The Irish playwright Conor McPherson has spun any number of what might be dubbed existential ghost stories, including “The Weir,” “Shining City” and “Port Authority.” So it is not at all surprising that he decided to craft his own free-form adaptation of “The Birds,” the chilling, densely feathered story first spun by Daphne du Maurier in a 1952 novella (set in Cornwall, England, in the wake of World War II) and Alfred Hitchcock’s classic 1962 film (largely re-imagined, and set in Bodega Bay, California).
McPherson’s 2009 adaptation, now receiving a Griffin Theatre production directed by Kevin Kingston, is set in rural New England in a time described as “the near future.” It hints of some combination of catastrophe brought on by human failing and perhaps larger ecological screw-ups. But what kept coming to mind during a viewing this past weekend were the current headlines, and the terror experienced by locals in the upstate New York community where two convicted murderers recently escaped from prison and have yet to be caught.
‘THE BIRDS’ Somewhat recommended When: Through July 19 Where: Griffin Theatre at Theater Wit, 1229 W. Belmont Tickets: $35 Info: (773) 975-8150; www.theaterwit.org Run time: 95 minutes with no intermission
The first sounds we hear are the mad, insistent flapping of wings and the shrill cries of a huge flock of unseen birds just beyond the shuttered windows of a rustic cabin. It is there that Diane (Jodi Kingsley), a divorced woman estranged from her beloved grown daughter, and Nat (Keith Neagle), the psychologically troubled stranger she has met while escaping the horror of the birds, have taken refuge.
How they met is never quite explained, but they clearly are two lonely and beleagured souls. Diane has nursed Nat back to health, but the more he emerges from sleep the more unstable she realizes he might be.
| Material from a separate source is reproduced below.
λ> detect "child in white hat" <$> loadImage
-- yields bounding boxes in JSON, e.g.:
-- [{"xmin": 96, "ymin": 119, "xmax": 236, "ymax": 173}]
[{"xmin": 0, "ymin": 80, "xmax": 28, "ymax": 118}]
Nevertheless, they form a bond as the birds come and go with the tides, as they share a very limited supply of food, and as they deal with the shut-down of electricity and radio transmissions.
Enter Julia (Emily Nichelson), an attractive young thing with a mysterious aura whose arrival is never fully explained. Just how much she can be believed is entirely up for grabs. And her presence is proof of the adage that “two is company, three is a crowd,” particularly as she not so subtly seduces Nat.
Something of a wild child, Julia goes out on foraging ventures and is quite successful in bringing back food and wine. Does she have some strange connection to Tierney (David Krajecki), the farmer with a shotgun who lives in the house across the lake? The answer remains murky. But Diane, who at one point has an encounter with that farmer, certainly has her suspicions.
Who among these four might be capable of betrayal and murder? Is there a future for them, or are they on the path to extinction? Or, might it be that this whole story is just the heated fantasy of a gifted and unhappy writer? It’s up to you to decide in this play whose wildly uneven tone (at turns blackly comic, realistic and post-apocalyptically philosophical) repeatedly shatters what should be an intense spell of terror.
The actors do a valiant job of conjuring all the ambivalence in both their characters and the situation. But the play more often than not undermines them. As for the birds (cheers for Stephen Ptacek’s sound design), they are just as ominous as they should be.